From the 1970s into the 21st century, as CBR transformed, eventually, into what is now PCMM at Boston Children's Hospital, Dr. Alper's research focus switched from hematology to immunology focused on protein products to immunogenetics. Propelled by the fact that some complement proteins are encoded by genes (C2, C4A, C4B and CFB) in the human major histocompatibility complex (MHC), Dr. Alper began an intense study of this genomic region in relation to autoimmune disease and other immune phenomena. In the 1980s, Dr. Alper found that these complement genes formed a haplotypic unit (the complotype) and this in turn led to his group's recognition of long fixed segments of MHC DNA, conserved extended haplotypes (CEHs). He published the first family study of the MHC in type 1 diabetes (T1D; to provide intrafamily control haplotypes as ethnically matched to the patients’ as possible). That study showed that all of the MHC susceptibility and protective markers for T1D were parts of a few CEHs. In 1989-90, he obtained a Guggenheim Fellowship to study molecular biology on sabbatical leave in a laboratory at the Rockefeller University. Dr. Alper also won a 10-year NIH MERIT Award from NIAID in 1990, and, in 1998, he was named the Honorary Congress President of the VIIth Complement Genetics Workshop and Conference in Mainz, Germany.
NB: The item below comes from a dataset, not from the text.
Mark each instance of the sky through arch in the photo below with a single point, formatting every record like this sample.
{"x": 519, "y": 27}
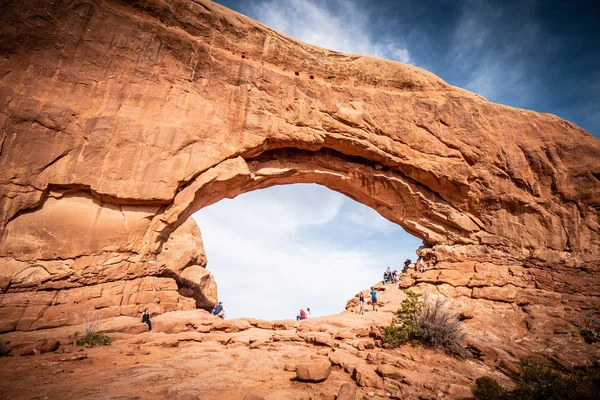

Currently, Dr. Alper's laboratory focuses on two areas. The first is devising new techniques to analyze the structure of common population-level CEHs using pedigree-phased haplotypes, with a focus on the MHC. The other is analyzing MHC polymorphisms to identify the genetic and epigenetic mechanisms underlying susceptibility to and the causal trigger(s) of T1D. Recently, the latter has focused on a large international consortium biorepository and database to which we contributed, the Type 1 Diabetes Genetics Consortium.